There is no shame in losing control of your garden. The most important thing is to pull the weeds and start over. The question is, “how do you keep the weeds out?” Three of these beds were completely free of grass and weeds 3 weeks ago. They are the ones with the bright green flourishing crabgrass. I know as soon as I pull it out, more is going to grow in its place. So I am going to experiment with some different ways to keep the unused garden beds free of weeds and grass.
The updated results are at the end of the post.
How to stop growing weeds
I will choose a different method for each bed and let you know what works and what doesn’t. First will pull the weeds and grass out of the 3 that were clean 3 weeks ago because they aren’t deeply rooted. The others are going to take some work to get everything out of them but it’s got to be done at some point.
Here are the methods that I am planning to use:
- Black landscaping fabric
- Wood Shavings/Mulch
All 3 methods involve blocking sunlight to the seeds to prevent them from sprouting. The chosen method will be the one that blocks the light most effectively with the least amount of cost.
I put the black landscaping fabric on 5 of the 7 raised beds because it was the easiest and seems like it might be the best option. There was already a roll of fabric left over from the original installation of the beds laying around so it didn’t cost me any additional money.
I covered 1 raised bed with mulch that we had left over from mulching the trees. To cover the bed I used about 1 1/2 bags so my total cost was $5.50.

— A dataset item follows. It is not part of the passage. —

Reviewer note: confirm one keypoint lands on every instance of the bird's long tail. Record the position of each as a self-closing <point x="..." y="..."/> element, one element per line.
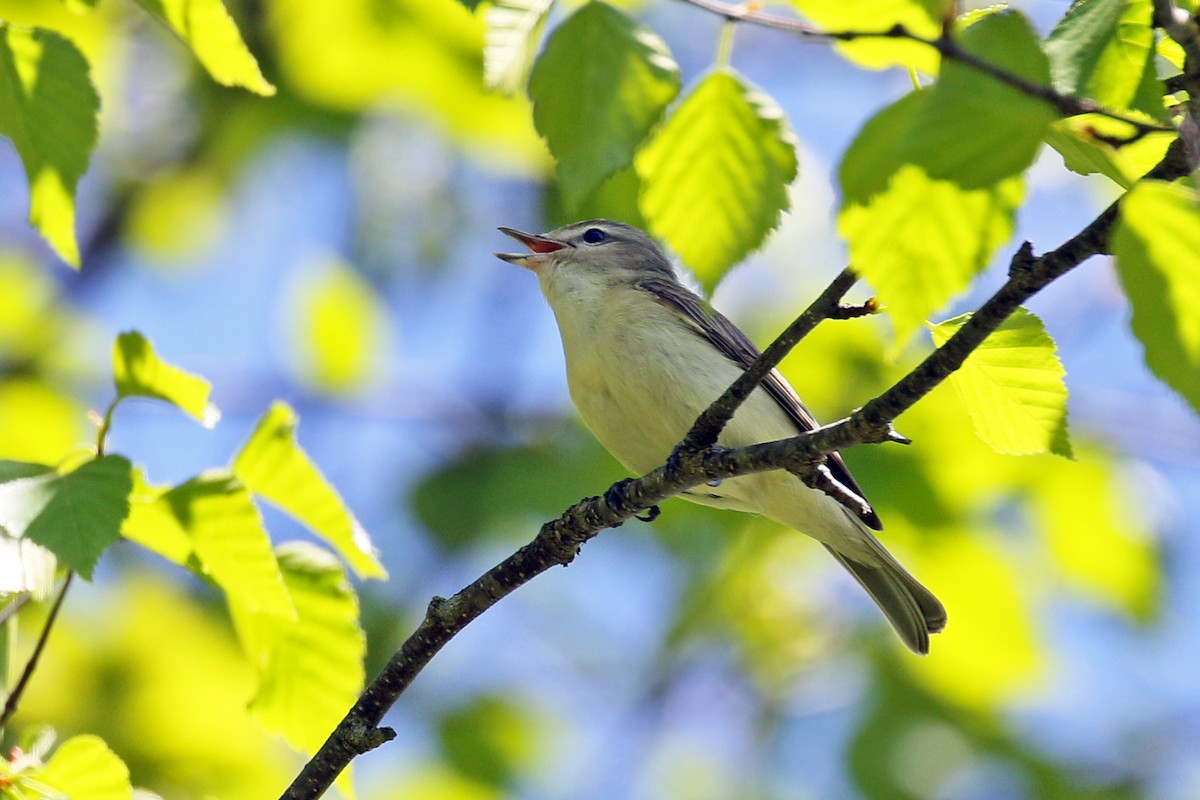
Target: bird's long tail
<point x="912" y="609"/>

I had planned on covering the last raised bed with cardboard, however, I ended up putting a piece of plywood that was laying around from the construction of the chicken coop. It doesn’t cover the sides of the bed but it will block out enough sun to keep the weeds from growing. I was also concerned with keeping the cardboard weighted down enough with the Oklahoma wind. I kept singing our state song, “Oklahoma, where the wind comes sweepin’ down the plain.”
My main goal was to keep the sunlight out to keep the weeds and grass from sprouting. I have achieved that for now and I did it with materials that I already had on hand. So I think it’s been a positive project.
Hopefully my knack for growing weeds is gone and I can move on to growing something that my family can eat!
Update in July
I have cleaned out the grass and weeds and covered all of the beds. It’s funny but when I looked out and saw weeds and grass growing it was almost more appealing than when I look out now. Now there is NOTHING and I’m contemplating trying to plant a few vegetables in 1 of the beds. The average daily temperature is about 93 right now so it’s probably a long shot but it’s worth it just to see something growing in the garden.
Update in August
All three methods are doing a pretty good job of keeping the weeds out. They will find a way anywhere possible. You can see above that the weeds are growing at the edges of the landscape fabric. Below there are a few weeds in the mulched bed. However, it only took a few minutes to clean this bed out because that is actually only 4 weeds, they just fan out. Overall, I’m very pleased with the result of all three methods. The plywood was not effective simply because it wasn’t the correct size and left too much exposed soil. I am going to remove it and cover that bed with landscape fabric.
Well at least the raised beds are free from weeds. If you are going to garden without harmful sprays you are just going to have to get used to pulling weeds. This really wasn’t as bad as it looked because they were the weeds that fan out. So when you pull it out from the root you clear a large area in a short amount of time.